One thing many first-time entrepreneurs struggle with is raising money. How would you suggest someone to overcome this problem?

Crowdfunding on CannaFundr!!! In all honesty, this is an extremely difficult challenge, especially in the cannabis industry. Hiring sales and marketing is expensive and getting accredited investors to invest at minimums of say $50-$100k is very challenging. CannaFundr gives investors the opportunity to get their “feet wet” and gives entrepreneurs the opportunity to tap into smaller amounts of investment capital without having to administer up to 100 investors.

What are the key reasons why startups fail?

The number one reason why most start-ups fail, in my view, is their inability to execute. Start-ups need to remain focused, lean, flexible, and need to stop being stubborn on offering terms and finding strategic partners as investors – not just investors who want to make money. I have seen so many fail by constantly changing their pitch, their strategy, hiring too quickly, not going after the right investor pool… the list goes on and on. There needs to be a goal, a strategy, and a team able to execute on that.

Can you share your thinking on how to identify a company as a great opportunity?

This is a difficult question, especially in the cannabis space where valuations tend to be quite high, no pun intended. I believe that there are two components to a great deal:

  1. Who the people are that are involved? What is their pedigree? Who have they surrounded themselves with?
  2. What is the valuation and does it make sense – I want to see companies that can scale – quickly and efficiently. SCALE is key for me as an investor.

When a company is dealing with internal issues due to disagreements between multi-partners, what role and procedures do you play to save your investment?

I personally like to “make the peace.” My typical strategy would be to speak to the various partners individually and then come up with a game plan in having a group meeting. I see too many investors throw fuel into the fire. I tend to have the opposite approach and make people see that owning a % of something great is ALWAYS better than owning a % of nothing.

How do you build a sustainable competitive edge?

It isn’t easy, especially with two young children. I believe that it is critical to have people around you that are knowledgeable, trustworthy, and give honest opinions. You are only as good as the people you surround yourself with. In the cannabis space I have surrounded myself with some of who I believe to be the best of the best.

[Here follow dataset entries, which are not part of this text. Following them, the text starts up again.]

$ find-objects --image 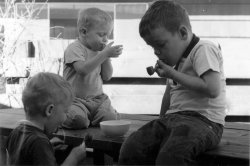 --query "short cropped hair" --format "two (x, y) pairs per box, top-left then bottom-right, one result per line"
(22, 72), (74, 117)
(139, 0), (191, 38)
(77, 8), (112, 31)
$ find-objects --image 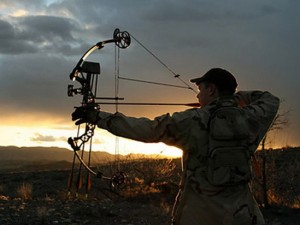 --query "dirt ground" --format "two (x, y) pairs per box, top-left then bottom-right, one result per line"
(0, 163), (300, 225)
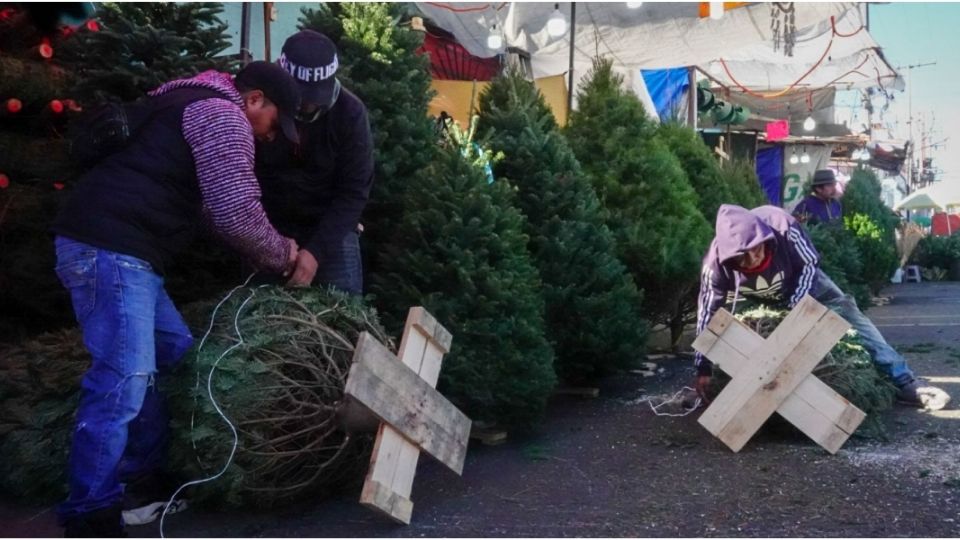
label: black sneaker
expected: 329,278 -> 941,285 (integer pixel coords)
123,474 -> 187,525
897,379 -> 950,411
63,505 -> 127,538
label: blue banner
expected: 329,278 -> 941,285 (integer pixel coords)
640,68 -> 690,120
757,146 -> 783,206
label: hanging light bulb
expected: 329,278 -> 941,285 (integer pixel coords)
547,4 -> 567,37
487,25 -> 503,51
710,2 -> 723,20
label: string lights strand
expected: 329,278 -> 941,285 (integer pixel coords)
719,15 -> 879,99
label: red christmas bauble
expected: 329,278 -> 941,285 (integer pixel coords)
39,43 -> 53,60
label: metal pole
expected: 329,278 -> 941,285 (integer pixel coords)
687,66 -> 697,129
240,2 -> 250,66
567,2 -> 577,122
263,2 -> 273,62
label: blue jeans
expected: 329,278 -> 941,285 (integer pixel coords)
312,231 -> 363,295
811,269 -> 913,386
55,236 -> 193,523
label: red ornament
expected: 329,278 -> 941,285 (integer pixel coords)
39,38 -> 53,60
63,99 -> 83,112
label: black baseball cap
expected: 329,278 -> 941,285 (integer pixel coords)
277,30 -> 340,108
236,60 -> 300,144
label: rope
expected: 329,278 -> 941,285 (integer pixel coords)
160,272 -> 266,538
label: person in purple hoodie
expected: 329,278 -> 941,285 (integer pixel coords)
793,169 -> 843,225
694,204 -> 950,410
52,62 -> 300,537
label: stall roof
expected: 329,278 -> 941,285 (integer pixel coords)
416,2 -> 902,101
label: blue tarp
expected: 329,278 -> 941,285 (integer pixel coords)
757,146 -> 783,206
640,68 -> 690,120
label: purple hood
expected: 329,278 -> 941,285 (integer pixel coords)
715,204 -> 774,264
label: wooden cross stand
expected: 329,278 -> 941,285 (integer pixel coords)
693,296 -> 866,454
344,307 -> 470,524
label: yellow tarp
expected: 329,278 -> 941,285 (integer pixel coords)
428,75 -> 567,128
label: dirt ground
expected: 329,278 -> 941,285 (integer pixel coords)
0,283 -> 960,537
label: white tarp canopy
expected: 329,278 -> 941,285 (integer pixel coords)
416,2 -> 902,105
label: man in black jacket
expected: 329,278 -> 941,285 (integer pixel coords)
256,30 -> 373,294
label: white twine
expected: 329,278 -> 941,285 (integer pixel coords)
160,272 -> 266,538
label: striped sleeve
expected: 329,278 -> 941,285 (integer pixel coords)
787,227 -> 820,309
694,264 -> 727,375
183,98 -> 290,273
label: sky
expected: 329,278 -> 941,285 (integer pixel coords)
860,2 -> 960,183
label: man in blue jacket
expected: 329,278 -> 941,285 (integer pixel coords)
695,204 -> 950,410
256,30 -> 373,294
793,169 -> 843,225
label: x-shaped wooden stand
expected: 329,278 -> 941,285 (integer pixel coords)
344,307 -> 470,524
693,296 -> 866,454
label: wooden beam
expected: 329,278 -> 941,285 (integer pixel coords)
344,332 -> 470,474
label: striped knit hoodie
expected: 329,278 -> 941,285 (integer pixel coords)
150,71 -> 290,273
695,204 -> 820,375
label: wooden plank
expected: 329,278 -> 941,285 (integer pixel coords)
366,324 -> 427,497
692,321 -> 866,453
704,304 -> 849,452
698,296 -> 827,437
360,480 -> 413,525
344,332 -> 470,474
390,342 -> 446,497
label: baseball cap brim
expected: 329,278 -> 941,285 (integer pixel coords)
277,111 -> 300,144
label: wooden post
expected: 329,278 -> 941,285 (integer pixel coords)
693,296 -> 866,453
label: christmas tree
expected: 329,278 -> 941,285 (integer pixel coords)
480,72 -> 646,382
567,59 -> 712,343
842,169 -> 900,294
300,3 -> 436,292
62,2 -> 238,103
0,3 -> 245,341
370,138 -> 555,428
0,4 -> 86,342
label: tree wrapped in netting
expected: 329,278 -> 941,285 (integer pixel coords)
0,286 -> 393,508
479,71 -> 647,383
370,138 -> 555,428
710,307 -> 897,438
807,223 -> 870,306
567,59 -> 712,343
300,2 -> 437,286
165,286 -> 386,507
842,169 -> 900,295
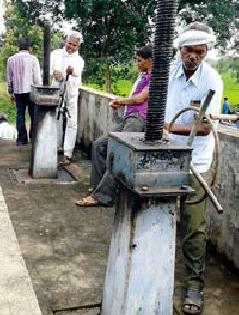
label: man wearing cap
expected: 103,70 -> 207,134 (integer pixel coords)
51,32 -> 84,166
7,39 -> 41,146
166,22 -> 223,314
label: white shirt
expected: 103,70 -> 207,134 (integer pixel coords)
51,48 -> 84,95
7,50 -> 41,94
166,61 -> 223,173
0,122 -> 17,140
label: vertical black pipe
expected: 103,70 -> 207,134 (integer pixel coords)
43,21 -> 51,86
145,0 -> 177,141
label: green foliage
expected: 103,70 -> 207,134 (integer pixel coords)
179,0 -> 239,50
65,0 -> 155,91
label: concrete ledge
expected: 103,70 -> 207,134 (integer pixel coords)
77,88 -> 239,268
0,187 -> 41,315
76,88 -> 124,149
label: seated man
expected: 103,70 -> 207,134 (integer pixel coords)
222,97 -> 231,114
0,113 -> 17,140
76,46 -> 152,207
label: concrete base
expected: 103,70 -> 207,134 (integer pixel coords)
30,105 -> 58,178
0,187 -> 41,315
102,187 -> 175,315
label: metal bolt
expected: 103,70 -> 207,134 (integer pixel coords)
141,186 -> 149,191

In the cannabis space I have surrounded myself with some of who I believe to be the best of the best.

As an investor, what are some of the key things you wish cannabis entrepreneurs knew?

You aren’t worth as much as you think you are and if you aren’t lenient on terms, you will not get the right strategic partners as investors. It is critical to form partnerships in this industry. We are all in this for the long haul and we all need each other as colleagues, mentors, and yes, even friends.

What needs to happen in order to create a billion-dollar company in the cannabis industry?

A true billion-dollar company in this industry, right now, is going to be hard to recognize. Due to varying state laws, banking regulations, federal law, etcetera, it is going to have to be a company that has the resources to scale quickly using branding, licensing, and IP from state to state.

How do you decide between shutting down, keep funding, or selling your start-up?

The writing is usually on the wall. You have to look at the cash bleed and what the investor base is telling you. This is where strategic partners are so helpful. To keep funding a business that is failing is such an enormous mistake and too many entrepreneurs drink their own Kool-Aid and do so. Having the right partners in place, the right metrics, and knowing when to “stop out” is crucial.